Endogenous Nampt prevents HFD-induced diastolic dysfunction and oxidative stress. (A) Body weights in wild type and Nampt^+/− mice under HFD feeding conditions. (B) Blood glucose in wild type and Nampt^+/− mice under HFD feeding conditions (C) HFD-induced Nampt expression is inhibited in Nampt^+/− mice. NS: Non-specific band. (D) HFD-induced diastolic dysfunction is exacerbated in Nampt^+/− mice. (E) Endogenous Nampt maintains NAD(H). (F) Endogenous Nampt maintains NADP. (G) Neither Nampt knockdown nor HFD significantly affects the level of NADK and G6PD. (H) Nampt knockdown promotes HFD-induced inhibition of Trx1 substrates. Heart lysates were prepared from WT and Nampt^+/− mice after 3 months of HFD consumption. Western blot analyses were performed with indicated antibodies. Statistical significance was determined with ANOVA (C, E (NADH), F (NADPH, NADP+NADPH, NADPH/NADP), G, H (NADK/Tubulin, G6PD/Tubulin, PrdxSO₃H/Prdx1, P-mTOR/mTOR. P-S6K/S6K, P-AMPKα/AMPKα, P-ACC/ACC, Dityrosine/Tubulin and P-IKK/IKK), repeated measures ANOVA (A, B) and the Kruskal-Wallis test (D, E (NAD, NAD+NADH, NAD/NADH), F (NADP) and H (Trx1/Tubulin and TLR4/Tubulin).

Figure 8.

Nampt potentiates metabolic ability. (A) Nampt knockdown suppresses mitochondrial proteins during HFD consumption. Heart lysates were prepared from WT and Nampt^+/− mice after 3 months of HFD consumption. Western blot analyses were performed with indicated antibodies. (B-D) Nampt potentiates ATP production and fatty acid oxidation. Cardiomyocytes were transduced with shNampt. Oxygen consumption rate was examined in cardiomyocytes incubated with 100 μmol/L palmitic acid (PA).

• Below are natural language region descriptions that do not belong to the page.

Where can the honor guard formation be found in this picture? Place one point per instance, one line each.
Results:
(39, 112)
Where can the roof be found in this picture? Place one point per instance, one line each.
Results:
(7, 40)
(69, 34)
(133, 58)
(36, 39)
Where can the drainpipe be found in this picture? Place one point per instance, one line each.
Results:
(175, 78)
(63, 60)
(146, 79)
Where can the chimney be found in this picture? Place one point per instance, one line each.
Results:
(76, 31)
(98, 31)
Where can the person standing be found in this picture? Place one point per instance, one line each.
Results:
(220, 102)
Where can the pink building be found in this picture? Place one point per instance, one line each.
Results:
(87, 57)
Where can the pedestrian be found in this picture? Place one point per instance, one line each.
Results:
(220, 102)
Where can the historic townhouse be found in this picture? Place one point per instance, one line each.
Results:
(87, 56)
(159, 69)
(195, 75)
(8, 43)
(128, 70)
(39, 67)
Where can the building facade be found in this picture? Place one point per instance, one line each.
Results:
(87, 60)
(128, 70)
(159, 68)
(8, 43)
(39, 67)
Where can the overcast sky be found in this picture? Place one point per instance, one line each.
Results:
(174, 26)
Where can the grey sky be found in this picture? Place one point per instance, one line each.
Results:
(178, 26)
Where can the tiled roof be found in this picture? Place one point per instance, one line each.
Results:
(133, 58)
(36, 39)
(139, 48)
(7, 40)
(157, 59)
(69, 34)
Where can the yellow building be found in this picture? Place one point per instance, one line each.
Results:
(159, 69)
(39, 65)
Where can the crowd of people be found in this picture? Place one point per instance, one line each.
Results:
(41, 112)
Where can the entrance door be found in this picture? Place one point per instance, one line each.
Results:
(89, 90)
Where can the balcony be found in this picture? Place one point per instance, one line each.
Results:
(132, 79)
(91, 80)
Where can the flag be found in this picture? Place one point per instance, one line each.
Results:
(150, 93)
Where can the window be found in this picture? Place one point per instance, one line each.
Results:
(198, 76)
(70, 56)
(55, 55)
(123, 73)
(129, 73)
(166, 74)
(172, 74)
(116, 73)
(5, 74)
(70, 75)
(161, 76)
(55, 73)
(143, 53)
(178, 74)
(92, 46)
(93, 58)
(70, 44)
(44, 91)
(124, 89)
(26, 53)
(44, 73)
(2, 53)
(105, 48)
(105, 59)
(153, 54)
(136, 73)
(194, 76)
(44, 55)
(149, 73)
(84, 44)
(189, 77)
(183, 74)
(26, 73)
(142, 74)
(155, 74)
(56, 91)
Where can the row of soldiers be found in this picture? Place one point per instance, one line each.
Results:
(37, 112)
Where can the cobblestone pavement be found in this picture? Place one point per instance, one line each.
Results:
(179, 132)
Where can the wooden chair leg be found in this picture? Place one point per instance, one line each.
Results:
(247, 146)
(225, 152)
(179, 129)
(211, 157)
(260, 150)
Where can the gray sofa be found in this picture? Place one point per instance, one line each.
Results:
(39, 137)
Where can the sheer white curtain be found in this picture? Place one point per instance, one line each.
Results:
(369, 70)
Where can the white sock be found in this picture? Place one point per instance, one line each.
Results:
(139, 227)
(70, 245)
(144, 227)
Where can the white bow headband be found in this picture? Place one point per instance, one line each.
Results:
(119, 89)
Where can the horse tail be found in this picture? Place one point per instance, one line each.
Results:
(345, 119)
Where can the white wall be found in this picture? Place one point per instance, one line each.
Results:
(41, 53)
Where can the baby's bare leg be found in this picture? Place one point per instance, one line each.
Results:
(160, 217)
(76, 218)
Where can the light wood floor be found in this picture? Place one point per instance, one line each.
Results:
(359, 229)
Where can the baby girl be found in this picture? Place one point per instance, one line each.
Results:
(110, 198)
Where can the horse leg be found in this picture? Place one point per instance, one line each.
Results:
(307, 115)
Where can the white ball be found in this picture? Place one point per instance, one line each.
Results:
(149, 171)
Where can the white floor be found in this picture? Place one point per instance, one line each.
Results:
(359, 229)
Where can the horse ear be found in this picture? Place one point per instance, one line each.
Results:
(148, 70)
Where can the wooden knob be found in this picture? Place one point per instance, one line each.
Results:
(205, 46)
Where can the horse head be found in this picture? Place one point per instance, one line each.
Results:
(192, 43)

ATP production coupled oxygen consumption (C) and maximum fatty acid oxidation capacity (D) are shown. (C-D) N=5–6. (E) Western blot showing knockdown of Nampt by adenovirus vector of shNampt. (F-G) Cardiomyocytes were transduced with Ad-Nampt. Oxygen consumption rate was examined in cardiomyocytes incubated with 100 μmol/L palmitic acid (PA). Statistical significance was determined with ANOVA (A), the Kruskal-Wallis test (C), the Mann-Whitney U test (G), and the Student’s t test (G). (H) A schematic representation of the current hypothesis. Nampt promotes NAD production, which promotes NADP production via NADK. Increased NADP(H) confers resistance against oxidative stress, possibly through the GSH and Trx systems, which may in turn attenuate diastolic dysfunction.